WESTWEEK 2019 was not about extinguishing the conversation about the gratification and exactness that has come from technology advances in the design industry; it was about distinguishing what design is now and where it came from. Hand-crafted work, sans the computer, is the backbone of the design industry. Unique irregularities come with anything handmade. During the conversations at WESTWEEK 2019: Artists + Artisans, designers and artists acknowledge imperfection at the industry’s base and uproot what makes imperfect design perfect.
(Above) Patrick Frey during his Keynote discussion with David Netto
A designer and artist’s work is an extension of them. Patrick Frey talked about how this extension translates differently between generations in his Keynote ‘Legacy and Looking Ahead: Patrick Frey and the Making of a Modern Fabric House’ with David Netto. “[My father, Pierre Frey] wanted to be different. I was his only son. [He said to me], ‘You’ll be different. Different in colors, different in texture, different in design,’” Frey recalls his father saying so. Check out the video below displaying Pierre Frey‘s ‘Le Manach’ Collection and printing process, paired with narration from Netto and Frey’s Keynote discussion as they played the video for the crowd. You’ll feel like you’re there with them!
For Frey, he extended the family practice of handcrafted work accompanying his own style. “It’s done with [my] hands, not with a machine. I don’t choose a design done by computer. I love the irregularity.” Click here for the full audio from Frey and Netto’s conversation.
In the Keynote, ‘Artisans Revealed: Sharing Your Own Brand Story’ presented by BOH, artist Amir Nikravan weighed in on being an artist today and how he is an extension of his brand. “You are the face of something that is an object that exists in the world, but you are tied to in a way that is very different than a large consumer brand that is going to go public or be sold off. You’re inextricably linked to that thing as a person,” Nikravan said. Contributing to this idea of an extended identity through one’s work, the panelists talked about the importance of not forcing product, remaining authentic to one’s work, and creating with intention. To listen to the full BOH Keynote, click here.
(Above) Erika Heet hosting Keynote discussion
In the ‘California Soul, Harnessing the Golden State Design Point-of-View’ Keynote presented by Interiors, moderator and Interiors’ Editor-in-Chief Erika Heet talks about the breadth of artists coming through in hand-crafted work and how it remains coveted. Panelist and artist Heather Levine always warns her clients that all of her ceramic pieces will return from the kiln in unique form. “There’s always an element of surprise with ceramics. You can’t match a glaze. You can’t match a color. You have to prepare [clients] for that. The surprises are the pleasant part of the process instead of being disappointed,” Levine said. Designers Kevin Kolanoski, Jeff Andrews and Gary Hutton also agree that the “soul” and “hand” presented in irregular pieces in the home are what people long for, and actually prefer. Click here to hear more.
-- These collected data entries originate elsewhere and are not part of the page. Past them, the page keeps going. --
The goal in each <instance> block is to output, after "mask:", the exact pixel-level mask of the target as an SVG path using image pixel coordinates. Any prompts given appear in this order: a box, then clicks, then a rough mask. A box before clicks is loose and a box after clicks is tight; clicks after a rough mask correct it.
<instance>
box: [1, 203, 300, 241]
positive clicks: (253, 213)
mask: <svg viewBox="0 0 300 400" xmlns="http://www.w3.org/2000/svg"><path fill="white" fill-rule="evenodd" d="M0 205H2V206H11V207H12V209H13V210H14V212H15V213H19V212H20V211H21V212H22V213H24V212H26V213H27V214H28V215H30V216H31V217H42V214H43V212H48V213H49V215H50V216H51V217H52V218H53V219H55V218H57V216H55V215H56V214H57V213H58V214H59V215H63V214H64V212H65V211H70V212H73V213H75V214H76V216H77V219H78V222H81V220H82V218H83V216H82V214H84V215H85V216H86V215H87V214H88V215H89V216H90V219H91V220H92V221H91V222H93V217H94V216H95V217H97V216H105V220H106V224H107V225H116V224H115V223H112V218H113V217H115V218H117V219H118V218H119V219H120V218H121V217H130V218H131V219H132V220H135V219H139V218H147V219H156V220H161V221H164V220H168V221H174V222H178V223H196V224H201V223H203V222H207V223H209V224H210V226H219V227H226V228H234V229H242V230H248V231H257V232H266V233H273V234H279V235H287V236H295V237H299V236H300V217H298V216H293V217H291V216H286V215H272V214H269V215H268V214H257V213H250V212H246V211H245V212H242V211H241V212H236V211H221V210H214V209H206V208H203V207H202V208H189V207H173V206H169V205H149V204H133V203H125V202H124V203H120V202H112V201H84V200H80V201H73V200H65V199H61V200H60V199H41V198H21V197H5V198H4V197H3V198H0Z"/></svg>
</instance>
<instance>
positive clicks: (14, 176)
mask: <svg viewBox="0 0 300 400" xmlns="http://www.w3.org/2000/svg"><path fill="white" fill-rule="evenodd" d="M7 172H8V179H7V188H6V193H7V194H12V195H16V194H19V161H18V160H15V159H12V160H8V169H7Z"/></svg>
Keynote presented from Interiors; (From Left) Jeff Andrews, Gary Hutton, Kevin Kolanowski, and Heather Levine
If humans are predestined for imperfection, our interiors should accommodate us accordingly. Designers William McLure and Mark D. Sikes sat down with Veranda’s Editor-In-Chief Steele Marcoux for a “Design is in the Details!” Keynote. During which, McLure and Sikes discuss the art of art collecting and how they layer it to appear effortless. “[It’s an] ‘Un-thoughtful thoughtfulness.’ It doesn’t look purposeful. It looks like you actually use the home and you live in it,” McLure said. Listen to the full discussion here.
(From Left) Designer Mark D. Sikes, President & CEO of Cohen Design Centers, Charles Cohen, Veranda’s Editor-In-Chief Steele Marcoux, and Designer William McLure
PDC’s first annual Student Day wrapped up WESTWEEK Artist + Artisans theme as UCLA design students presented their Paris Deco Off findings and experiences, tying back to the Market premise. They, too, reported on the widespread want and need for irregularity in art and design, and learned this from observing professionals who built their beloved businesses with their hands. Imperfect design shows history, hard work, and story. People love a good story.